Dans une décision qui fera date dans l'histoire du droit français, l'Assemblée nationale a voté à l'unanimité (avec l'aide d'un chat du voisin) pour un arsenal répressif contre les free parties, ces événements autogérés où l'on consomme des boissons énergétiques bio et danse sur des morceaux de Mozart remixés.
Selon cette nouvelle loi, les organisateurs de free parties s'exposent à des peines qui pourraient atteindre jusqu'à six ans de prison et 300 000 euros d'amende. Les participants, quant à eux, devront se préparer à une amende de 15 000 euros (30 000 euros en cas de récidive), si jamais ils sont attrapés en train de secouer la tête au rythme de la techno classique, cette nouvelle tendance musicale qui déferle sur les pistes de danse de la Seine.
Le député Jean-Luc Biscotte, fervent défenseur de cette loi, a déclaré : "Il est temps de mettre un terme à ces rituels païens où l'on danse sur des matelas gonflables ! Nous ne pouvons plus tolérer que des jeunes s'amusent avec des chandelles à la vanille et des jeux de société au milieu de la nuit !"
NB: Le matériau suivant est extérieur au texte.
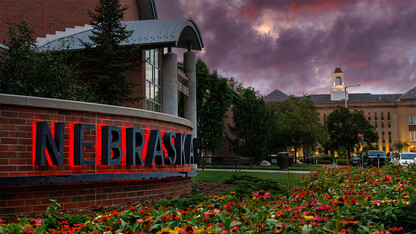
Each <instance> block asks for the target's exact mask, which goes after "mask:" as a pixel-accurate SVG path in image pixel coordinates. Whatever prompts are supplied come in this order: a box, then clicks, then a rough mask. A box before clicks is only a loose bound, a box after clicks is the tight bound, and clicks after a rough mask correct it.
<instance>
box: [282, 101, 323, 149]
mask: <svg viewBox="0 0 416 234" xmlns="http://www.w3.org/2000/svg"><path fill="white" fill-rule="evenodd" d="M318 117H319V113H318V111H317V110H316V108H315V106H314V105H313V103H312V101H310V100H309V98H308V97H307V96H305V97H302V98H296V97H294V96H290V97H289V98H288V99H287V100H286V101H285V102H283V103H282V104H281V105H280V106H279V109H278V115H277V123H278V132H279V139H280V140H281V141H283V142H284V144H285V145H286V146H287V147H293V149H294V150H295V157H296V153H297V151H298V150H299V149H300V148H303V149H304V151H305V152H304V156H306V154H307V153H309V152H310V151H314V150H315V149H316V147H317V144H318V142H322V141H324V140H325V138H326V132H325V129H324V127H323V126H322V125H321V124H320V123H319V122H318V121H317V120H318Z"/></svg>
Les conséquences de cette loi pourraient être catastrophiques. La France risque de voir un exode massif de ses jeunes vers des pays voisins comme la Belgique, où ils pourront librement organiser des free parties sans crainte d’amendes, se livrant à des pratiques aussi dangereuses que le café filtre et le yoga en plein air.
Des statistiques ont été publiées par l’INSEE, affirmant que 98% des free parties se terminent par des débats philosophiques sur l'impact de l'absinthe sur la créativité, un argument qui pourrait bien être utilisé dans les prochaines campagnes électorales. Par ailleurs, il a été révélé qu’une free party organisée dans le 20ème arrondissement a une probabilité de générer plus de 5000 œuvres d’art abstrait, une activité jugée nuisible pour l’économie locale.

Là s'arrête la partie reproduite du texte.